Once an industry insider and leader, now clinging to life
Posted on June 2, 2009
Yesterday will go down in history as the day that one of the formerly largest companies in the world filed for bankruptcy protection. What went wrong? Some will say GM lost touch with what the consumers wanted, and as a result, consumers flocked to their competition overseas. Others will say it’s more about the message and that GM’s marketing failed. Many believe GM was too large to be competitive and responsive. Finally, nearly everybody believes it was because of poor management, and so all of the above would apply anyway.
For many years, both the agent/broker side and the technology side of the real estate industry has also experienced challenges similar to those faced by GM. Unfortunately, because change on a large scale is not easy, many large real estate companies were slow to move forward with better technology. Many large real estate companies found themselves buying the “we are so busy right now that we don’t need to change anything” lie; these are the same companies that are playing catch up at the moment. The same is true for many real estate technology vendors whose clients included many of these same, busy brokers. As a result, both find themselves in the same sinking boat together — that is, they’re embracing mediocre and unimpressive products. The days of blindly embracing the we-are-too-big-to-fail and we-know-what-consumers-want mantras without actually respecting the market or listening to the consumer are gone. I’m sure many business owners would agree that most of what went wrong here could be applied to not just the real estate industry, but really anybody in business today.

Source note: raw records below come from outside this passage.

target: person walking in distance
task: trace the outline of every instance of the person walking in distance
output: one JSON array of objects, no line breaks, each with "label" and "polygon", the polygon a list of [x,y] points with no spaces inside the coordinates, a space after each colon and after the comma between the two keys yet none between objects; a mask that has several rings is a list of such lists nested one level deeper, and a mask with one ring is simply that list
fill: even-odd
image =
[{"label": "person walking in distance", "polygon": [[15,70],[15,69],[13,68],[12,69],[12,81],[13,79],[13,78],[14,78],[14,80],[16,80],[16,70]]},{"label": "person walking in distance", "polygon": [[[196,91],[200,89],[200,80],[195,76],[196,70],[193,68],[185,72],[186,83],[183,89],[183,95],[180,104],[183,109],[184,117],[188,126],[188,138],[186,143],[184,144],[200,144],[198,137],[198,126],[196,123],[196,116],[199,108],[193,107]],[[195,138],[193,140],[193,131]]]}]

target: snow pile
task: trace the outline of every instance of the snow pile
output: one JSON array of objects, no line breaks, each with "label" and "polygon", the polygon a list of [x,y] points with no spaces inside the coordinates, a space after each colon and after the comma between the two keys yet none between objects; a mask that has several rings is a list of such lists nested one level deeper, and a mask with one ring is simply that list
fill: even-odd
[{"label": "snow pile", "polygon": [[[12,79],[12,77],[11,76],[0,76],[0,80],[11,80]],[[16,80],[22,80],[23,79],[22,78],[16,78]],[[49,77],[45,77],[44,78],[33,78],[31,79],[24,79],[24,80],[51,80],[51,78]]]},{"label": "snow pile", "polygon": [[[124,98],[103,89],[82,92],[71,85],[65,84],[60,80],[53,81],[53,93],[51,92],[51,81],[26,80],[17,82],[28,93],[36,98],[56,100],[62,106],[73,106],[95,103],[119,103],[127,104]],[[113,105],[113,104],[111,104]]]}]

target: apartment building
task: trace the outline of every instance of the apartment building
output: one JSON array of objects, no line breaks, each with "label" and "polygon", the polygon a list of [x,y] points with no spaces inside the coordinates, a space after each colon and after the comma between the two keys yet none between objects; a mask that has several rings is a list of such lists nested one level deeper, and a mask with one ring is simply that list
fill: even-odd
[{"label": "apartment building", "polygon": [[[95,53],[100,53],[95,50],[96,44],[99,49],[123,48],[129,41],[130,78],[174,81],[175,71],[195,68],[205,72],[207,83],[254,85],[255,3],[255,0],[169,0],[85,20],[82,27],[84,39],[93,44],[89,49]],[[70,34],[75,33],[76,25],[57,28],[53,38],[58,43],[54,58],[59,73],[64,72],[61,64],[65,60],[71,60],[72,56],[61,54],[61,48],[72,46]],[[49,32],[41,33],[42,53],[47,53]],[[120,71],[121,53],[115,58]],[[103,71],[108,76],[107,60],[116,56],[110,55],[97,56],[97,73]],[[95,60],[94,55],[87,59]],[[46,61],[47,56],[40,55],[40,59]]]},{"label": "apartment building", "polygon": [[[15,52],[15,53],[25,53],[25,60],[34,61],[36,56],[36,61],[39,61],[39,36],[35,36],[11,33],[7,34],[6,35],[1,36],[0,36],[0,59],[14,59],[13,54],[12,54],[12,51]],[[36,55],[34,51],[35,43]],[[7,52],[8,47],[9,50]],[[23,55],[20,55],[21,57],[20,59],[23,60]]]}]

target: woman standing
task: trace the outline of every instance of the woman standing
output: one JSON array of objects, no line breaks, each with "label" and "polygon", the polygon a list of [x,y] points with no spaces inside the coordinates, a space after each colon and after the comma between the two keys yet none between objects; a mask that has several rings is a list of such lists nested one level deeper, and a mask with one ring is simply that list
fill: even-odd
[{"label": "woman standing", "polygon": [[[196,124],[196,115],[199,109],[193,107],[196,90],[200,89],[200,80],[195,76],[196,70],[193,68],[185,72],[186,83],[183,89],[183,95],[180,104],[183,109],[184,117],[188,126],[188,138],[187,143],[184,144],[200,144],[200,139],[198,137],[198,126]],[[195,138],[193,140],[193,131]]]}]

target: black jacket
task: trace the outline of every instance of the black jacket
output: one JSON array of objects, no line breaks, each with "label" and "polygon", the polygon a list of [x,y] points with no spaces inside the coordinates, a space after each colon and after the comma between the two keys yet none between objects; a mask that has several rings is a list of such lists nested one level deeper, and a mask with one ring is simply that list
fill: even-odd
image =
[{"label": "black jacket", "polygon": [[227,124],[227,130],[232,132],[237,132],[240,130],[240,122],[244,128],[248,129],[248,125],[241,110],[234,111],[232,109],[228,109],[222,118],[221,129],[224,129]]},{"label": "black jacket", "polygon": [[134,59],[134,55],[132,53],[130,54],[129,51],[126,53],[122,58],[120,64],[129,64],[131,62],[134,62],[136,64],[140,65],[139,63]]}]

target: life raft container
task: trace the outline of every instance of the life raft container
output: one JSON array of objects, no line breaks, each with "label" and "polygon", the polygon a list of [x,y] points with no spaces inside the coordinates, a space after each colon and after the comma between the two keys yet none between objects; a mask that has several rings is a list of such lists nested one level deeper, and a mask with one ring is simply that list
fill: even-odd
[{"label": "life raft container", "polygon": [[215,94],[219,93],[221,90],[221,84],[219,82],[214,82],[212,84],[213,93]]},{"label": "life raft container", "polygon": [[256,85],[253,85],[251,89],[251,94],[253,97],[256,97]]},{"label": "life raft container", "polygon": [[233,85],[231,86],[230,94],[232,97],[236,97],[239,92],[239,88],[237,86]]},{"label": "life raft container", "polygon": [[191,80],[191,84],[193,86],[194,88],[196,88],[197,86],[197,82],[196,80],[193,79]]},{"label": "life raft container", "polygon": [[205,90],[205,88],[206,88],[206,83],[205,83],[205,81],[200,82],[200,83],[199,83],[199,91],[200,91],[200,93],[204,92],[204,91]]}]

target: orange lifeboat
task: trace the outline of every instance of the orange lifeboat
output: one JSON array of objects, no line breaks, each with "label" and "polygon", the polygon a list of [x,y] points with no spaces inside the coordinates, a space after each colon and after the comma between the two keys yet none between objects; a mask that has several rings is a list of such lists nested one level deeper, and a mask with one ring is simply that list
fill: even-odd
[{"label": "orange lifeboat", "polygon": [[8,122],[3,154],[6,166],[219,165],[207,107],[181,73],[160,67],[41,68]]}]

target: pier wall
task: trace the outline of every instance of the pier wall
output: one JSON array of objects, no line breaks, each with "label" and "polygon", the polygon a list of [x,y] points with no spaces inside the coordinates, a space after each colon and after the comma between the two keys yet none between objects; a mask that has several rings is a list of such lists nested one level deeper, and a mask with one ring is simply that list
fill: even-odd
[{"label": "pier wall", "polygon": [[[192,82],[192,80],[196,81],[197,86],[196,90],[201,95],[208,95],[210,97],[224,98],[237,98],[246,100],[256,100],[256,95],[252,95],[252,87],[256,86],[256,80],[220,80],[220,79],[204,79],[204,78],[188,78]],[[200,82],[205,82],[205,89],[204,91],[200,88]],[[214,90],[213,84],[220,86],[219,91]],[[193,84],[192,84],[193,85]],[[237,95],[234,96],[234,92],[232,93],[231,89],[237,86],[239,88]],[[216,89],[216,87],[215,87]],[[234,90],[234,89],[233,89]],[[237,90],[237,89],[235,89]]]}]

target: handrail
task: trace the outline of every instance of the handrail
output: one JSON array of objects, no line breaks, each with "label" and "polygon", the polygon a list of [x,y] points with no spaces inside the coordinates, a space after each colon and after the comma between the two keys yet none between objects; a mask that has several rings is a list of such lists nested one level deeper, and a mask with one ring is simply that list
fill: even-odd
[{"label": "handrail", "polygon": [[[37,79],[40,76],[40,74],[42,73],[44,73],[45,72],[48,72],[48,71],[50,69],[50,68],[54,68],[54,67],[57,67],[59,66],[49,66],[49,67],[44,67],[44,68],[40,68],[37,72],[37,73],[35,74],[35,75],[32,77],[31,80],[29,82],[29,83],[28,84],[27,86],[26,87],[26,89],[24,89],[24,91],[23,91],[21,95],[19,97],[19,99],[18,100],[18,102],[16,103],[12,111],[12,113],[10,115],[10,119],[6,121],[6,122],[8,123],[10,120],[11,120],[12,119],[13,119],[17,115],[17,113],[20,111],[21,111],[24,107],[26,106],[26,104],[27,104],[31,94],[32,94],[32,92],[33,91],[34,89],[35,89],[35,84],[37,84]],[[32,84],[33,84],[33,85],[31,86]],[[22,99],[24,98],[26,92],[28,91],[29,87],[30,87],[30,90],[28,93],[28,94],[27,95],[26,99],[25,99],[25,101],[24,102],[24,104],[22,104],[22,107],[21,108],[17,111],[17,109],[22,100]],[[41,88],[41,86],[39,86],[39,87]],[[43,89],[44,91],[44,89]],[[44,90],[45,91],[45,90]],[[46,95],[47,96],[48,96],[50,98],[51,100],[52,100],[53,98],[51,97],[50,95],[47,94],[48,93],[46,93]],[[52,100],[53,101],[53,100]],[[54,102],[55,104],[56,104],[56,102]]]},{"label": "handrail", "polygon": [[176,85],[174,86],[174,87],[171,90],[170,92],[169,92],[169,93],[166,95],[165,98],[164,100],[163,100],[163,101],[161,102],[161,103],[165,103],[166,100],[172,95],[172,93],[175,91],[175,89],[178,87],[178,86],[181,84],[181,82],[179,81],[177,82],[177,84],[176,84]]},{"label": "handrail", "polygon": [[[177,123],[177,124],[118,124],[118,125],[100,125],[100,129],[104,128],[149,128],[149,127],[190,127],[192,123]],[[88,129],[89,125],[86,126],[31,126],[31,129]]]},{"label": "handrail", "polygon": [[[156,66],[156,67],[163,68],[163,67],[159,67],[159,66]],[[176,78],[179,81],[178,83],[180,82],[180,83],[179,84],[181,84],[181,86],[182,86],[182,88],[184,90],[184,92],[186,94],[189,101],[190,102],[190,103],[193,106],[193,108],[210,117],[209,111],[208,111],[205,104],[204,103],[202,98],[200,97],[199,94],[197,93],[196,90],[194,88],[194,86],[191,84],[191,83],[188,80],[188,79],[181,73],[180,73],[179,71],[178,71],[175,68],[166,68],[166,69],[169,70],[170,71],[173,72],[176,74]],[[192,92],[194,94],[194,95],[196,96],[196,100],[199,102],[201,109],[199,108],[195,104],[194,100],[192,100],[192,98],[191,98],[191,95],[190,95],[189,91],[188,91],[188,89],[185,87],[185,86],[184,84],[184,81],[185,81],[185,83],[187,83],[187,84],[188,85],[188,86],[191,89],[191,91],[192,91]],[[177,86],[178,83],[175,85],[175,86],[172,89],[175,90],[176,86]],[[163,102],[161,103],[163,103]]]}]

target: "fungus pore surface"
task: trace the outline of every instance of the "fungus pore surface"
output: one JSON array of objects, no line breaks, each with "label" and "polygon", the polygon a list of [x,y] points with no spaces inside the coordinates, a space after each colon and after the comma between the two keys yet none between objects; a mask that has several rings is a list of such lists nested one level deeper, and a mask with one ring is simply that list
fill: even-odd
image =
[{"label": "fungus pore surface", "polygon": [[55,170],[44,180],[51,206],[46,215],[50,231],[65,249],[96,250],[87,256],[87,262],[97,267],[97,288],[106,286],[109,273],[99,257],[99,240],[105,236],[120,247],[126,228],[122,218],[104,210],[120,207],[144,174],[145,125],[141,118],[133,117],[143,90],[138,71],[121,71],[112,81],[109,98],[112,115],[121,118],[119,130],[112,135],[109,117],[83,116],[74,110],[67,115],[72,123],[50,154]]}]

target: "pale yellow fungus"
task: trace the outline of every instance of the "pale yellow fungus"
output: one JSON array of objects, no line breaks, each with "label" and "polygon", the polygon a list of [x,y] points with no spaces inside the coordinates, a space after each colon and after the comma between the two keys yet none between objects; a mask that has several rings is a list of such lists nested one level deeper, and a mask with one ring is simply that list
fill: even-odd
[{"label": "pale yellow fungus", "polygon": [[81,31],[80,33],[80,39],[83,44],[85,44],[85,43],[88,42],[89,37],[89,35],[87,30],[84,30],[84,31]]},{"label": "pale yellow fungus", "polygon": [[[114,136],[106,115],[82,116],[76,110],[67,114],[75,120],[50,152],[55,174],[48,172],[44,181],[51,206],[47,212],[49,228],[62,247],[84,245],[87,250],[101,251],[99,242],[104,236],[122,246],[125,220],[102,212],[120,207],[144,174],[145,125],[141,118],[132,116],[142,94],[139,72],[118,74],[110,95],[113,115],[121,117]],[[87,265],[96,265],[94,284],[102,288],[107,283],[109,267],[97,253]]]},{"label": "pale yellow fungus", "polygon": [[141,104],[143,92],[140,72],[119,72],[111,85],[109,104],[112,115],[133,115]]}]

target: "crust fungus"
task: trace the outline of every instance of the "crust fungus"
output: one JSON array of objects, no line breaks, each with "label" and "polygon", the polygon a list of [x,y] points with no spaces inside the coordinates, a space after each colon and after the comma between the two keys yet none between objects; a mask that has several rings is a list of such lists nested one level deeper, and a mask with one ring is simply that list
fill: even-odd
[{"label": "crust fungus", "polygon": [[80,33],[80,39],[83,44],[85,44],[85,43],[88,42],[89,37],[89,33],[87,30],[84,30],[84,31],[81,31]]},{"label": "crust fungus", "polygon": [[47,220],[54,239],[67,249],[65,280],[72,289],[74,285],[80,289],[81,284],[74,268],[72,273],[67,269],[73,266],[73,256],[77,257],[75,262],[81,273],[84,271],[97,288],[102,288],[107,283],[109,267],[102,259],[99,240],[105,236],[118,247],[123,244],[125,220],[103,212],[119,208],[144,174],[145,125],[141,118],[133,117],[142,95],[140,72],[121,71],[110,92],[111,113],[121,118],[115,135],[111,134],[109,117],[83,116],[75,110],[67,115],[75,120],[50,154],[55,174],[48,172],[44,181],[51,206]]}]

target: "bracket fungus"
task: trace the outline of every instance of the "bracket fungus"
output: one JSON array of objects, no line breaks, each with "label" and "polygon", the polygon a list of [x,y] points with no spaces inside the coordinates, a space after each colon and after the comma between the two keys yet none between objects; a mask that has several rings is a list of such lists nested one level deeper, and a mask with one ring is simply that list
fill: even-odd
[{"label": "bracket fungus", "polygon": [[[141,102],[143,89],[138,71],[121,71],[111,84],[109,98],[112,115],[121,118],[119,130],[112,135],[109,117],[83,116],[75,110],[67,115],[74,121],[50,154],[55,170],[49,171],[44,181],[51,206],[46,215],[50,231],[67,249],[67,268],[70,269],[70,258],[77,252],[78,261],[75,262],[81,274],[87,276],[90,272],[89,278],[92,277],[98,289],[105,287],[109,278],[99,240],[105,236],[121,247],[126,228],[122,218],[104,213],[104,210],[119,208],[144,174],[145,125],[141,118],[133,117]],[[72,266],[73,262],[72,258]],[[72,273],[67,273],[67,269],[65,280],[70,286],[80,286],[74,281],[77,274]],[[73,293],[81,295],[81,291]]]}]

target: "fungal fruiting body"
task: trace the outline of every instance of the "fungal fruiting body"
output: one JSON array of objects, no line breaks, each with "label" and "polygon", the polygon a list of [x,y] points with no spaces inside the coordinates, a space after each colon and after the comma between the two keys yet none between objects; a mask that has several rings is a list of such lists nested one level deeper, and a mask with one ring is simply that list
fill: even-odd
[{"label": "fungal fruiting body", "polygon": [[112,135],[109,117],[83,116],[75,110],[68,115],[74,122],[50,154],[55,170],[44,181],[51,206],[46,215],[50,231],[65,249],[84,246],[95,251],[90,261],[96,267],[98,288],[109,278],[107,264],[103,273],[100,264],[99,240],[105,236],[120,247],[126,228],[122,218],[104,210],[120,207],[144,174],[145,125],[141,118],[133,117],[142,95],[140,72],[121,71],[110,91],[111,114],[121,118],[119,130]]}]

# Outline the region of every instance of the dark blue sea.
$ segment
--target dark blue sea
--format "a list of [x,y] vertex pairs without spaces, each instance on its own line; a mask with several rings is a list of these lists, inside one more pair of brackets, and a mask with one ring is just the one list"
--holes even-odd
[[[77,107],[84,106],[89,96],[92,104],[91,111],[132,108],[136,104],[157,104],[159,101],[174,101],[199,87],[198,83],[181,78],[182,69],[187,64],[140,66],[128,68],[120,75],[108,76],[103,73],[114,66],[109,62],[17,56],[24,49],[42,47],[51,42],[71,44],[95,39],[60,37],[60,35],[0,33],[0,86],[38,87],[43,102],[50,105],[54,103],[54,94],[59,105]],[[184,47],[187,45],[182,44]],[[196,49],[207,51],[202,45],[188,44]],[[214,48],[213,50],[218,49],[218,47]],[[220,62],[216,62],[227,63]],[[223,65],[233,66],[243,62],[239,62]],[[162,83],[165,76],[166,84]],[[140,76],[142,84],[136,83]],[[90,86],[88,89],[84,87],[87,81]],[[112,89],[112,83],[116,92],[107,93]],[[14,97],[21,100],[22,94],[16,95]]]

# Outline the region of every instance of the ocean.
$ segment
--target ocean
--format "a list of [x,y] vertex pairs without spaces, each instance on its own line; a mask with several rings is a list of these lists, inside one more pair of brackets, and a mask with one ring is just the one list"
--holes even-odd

The idea that everything we do here at Diverse Solutions is about the consumers’ experience permeates our company in every way. The truth of the matter is that everything really has changed. Smaller companies who have embraced moving the technology forward are growing despite the contracting economy. If you listen, consumers are more than happy to tell you what they want. We’ve heard loud and clear that they want a better experience with technology instead of the old, clumsy 90’s-style user interfaces that are just not good enough anymore. It’s not enough to make the promise, sell the product, and take the too-big-to-fail approach. They want a company they can believe will follow through. You have to understand that the anonymous visitors exploring your website and your brand are just as important to your business as the clients you’re working with now, and you have to give both of them the experience and respect they deserve.